What’s your take on athletes being active in philanthropy? Do you have a favorite athlete who’s an outspoken advocate for a charity or a cause? Does a sports/charity partnership make you more likely to support the members involved?
Felix Jones spends time coaching kids at The Salvation Army’s North Mabee Center in Tulsa, OK.
Felix Jones spends time coaching kids at The Salvation Army’s North Mabee Center in Tulsa, OK.
Since becoming a Salvation Army employee, I’m happy to say my skepticism has tempered after seeing athletes and teams from around the country give and serve generously through our organization in ways that have invaluably inspired and assisted those in need. Their collaboration with us has ranged from extended partnerships to isolated volunteer efforts. Some athletes have never been involved with the Army before, while others have actually been clients in our programs.
Maybe you root for some of the teams and players who have worked with us:
* Felix Jones, Dallas Cowboys – He tutors students in ACT prep at The Salvation Army’s North Mabee Boys & Girls Club in Tulsa, OK and has served as a role model in other programs. He’s also pledged $25,000 to the North Mabee Center. Why? He played football at North Mabee as a kid and personally knows what a great impact it has on the local community.
* Robert Meacham, New Orleans Saints – Young aspiring football players received personal tips on playing the game from this Super Bowl Champion during a summer sports camp at The Salvation Army’s North Mabee Center in Tulsa. Yep, Meacham also grew up playing ball at the center with Jones.
* Julius Erving, NBA Hall of Famer – The b-ball legend is an advocate for exercise and sportsmanship for youth in Atlanta, where he hit the basketball courts as a kid at The Salvation Army. One way he gives back is through his annual “Dr. J” Biddy Ball tournament hosted this year at The Salvation Army Ray and Joan Kroc Corps Community Center, with the help of other players including Cory Blackwell, Vincent Askew and Duane Causwell.
* Omaha Nighthawks (UFL) – These players not only helped establish two mentoring programs through a $25,000 donation to the Omaha Salvation Army Kroc Center, the Nighthawks also serve as mentors themselves! And they’re holding their training camp at the Kroc Center where kids and the community will have the opportunity to see their role models in action.
* Indianapolis Colts – From hosting Christmas toy drives to a $25,000 donation equally shared by The Salvation Army and 4 other non-profits, the Colts are community-focused.

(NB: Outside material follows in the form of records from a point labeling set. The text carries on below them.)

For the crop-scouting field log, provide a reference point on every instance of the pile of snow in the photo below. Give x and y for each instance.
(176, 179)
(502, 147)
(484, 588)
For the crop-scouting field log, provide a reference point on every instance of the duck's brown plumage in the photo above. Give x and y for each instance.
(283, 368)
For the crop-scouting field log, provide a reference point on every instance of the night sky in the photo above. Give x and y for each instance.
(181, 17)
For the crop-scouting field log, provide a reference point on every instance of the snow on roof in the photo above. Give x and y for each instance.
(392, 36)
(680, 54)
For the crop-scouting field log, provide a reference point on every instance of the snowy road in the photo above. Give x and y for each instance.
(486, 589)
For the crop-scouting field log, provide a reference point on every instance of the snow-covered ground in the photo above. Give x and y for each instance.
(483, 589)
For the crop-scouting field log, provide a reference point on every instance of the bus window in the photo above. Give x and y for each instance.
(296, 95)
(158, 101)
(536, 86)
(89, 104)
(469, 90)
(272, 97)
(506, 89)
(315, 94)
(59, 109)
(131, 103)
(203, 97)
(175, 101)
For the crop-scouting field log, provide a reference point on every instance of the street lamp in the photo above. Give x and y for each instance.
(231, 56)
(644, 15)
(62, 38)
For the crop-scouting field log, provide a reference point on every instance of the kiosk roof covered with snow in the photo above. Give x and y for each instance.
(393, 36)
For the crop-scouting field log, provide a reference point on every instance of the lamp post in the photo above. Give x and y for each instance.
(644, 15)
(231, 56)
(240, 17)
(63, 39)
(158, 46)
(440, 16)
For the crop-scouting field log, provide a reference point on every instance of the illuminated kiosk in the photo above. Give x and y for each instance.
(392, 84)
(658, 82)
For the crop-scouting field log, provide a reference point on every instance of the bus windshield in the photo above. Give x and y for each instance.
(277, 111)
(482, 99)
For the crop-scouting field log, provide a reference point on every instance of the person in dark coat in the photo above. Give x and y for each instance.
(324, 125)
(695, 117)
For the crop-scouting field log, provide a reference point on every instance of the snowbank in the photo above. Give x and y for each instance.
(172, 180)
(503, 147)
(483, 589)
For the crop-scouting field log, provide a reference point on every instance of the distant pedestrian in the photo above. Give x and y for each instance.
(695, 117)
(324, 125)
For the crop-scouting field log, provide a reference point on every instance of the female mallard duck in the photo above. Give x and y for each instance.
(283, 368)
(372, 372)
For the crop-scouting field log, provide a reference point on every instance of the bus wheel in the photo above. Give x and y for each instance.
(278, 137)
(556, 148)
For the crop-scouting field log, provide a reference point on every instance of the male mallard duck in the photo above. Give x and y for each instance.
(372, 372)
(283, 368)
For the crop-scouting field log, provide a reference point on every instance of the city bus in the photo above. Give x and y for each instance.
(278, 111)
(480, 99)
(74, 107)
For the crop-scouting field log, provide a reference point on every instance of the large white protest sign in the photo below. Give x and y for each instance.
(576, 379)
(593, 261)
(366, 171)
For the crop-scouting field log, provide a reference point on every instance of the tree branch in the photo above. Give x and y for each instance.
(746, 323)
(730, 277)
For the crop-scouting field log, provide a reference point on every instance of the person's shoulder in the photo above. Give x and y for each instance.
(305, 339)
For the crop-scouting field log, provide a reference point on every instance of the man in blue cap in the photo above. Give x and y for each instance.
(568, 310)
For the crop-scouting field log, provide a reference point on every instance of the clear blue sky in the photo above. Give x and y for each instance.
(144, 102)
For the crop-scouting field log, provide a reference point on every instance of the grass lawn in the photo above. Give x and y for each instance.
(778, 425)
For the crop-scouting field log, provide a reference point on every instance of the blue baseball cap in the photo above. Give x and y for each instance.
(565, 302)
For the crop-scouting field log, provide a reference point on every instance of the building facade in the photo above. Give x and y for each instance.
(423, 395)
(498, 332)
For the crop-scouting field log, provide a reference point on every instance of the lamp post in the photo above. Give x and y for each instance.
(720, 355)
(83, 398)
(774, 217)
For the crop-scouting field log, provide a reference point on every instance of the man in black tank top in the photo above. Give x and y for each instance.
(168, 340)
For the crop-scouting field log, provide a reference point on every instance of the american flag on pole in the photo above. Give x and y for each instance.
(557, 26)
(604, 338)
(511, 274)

On top of that, their Senior VP Tom Zupancic just joined our Advisory Board!
* Philadelphia Eagles – When disaster struck Haiti, the team wanted to help. Eagles guard and Haiti native Max Jean-Gilles, Eagles linebacker Akeem Jordan and Eagles employees volunteered to help The Salvation Army and Numana pack nutritious meals for earthquake survivors.
* Dallas Cowboys – For 13, going on 14, years the Dallas Cowboys Thanksgiving Day game halftime show marks the official launch of our Red Kettle Christmas Campaign. The annual campaign has raised more than $1 billion since the partnership began in 1997 and has helped the Army to serve 30 million people each year nationwide. Plus, Cowboys owner Jerry Jones and his wife, Gene, opened the Gene and Jerry Jones Family Center for Children – a Salvation Army child care center for low-income families in Irving, TX. Mr. Jones is now an Emeritus member of The Salvation Army’s National Advisory Board and his daughter and wife are active board members.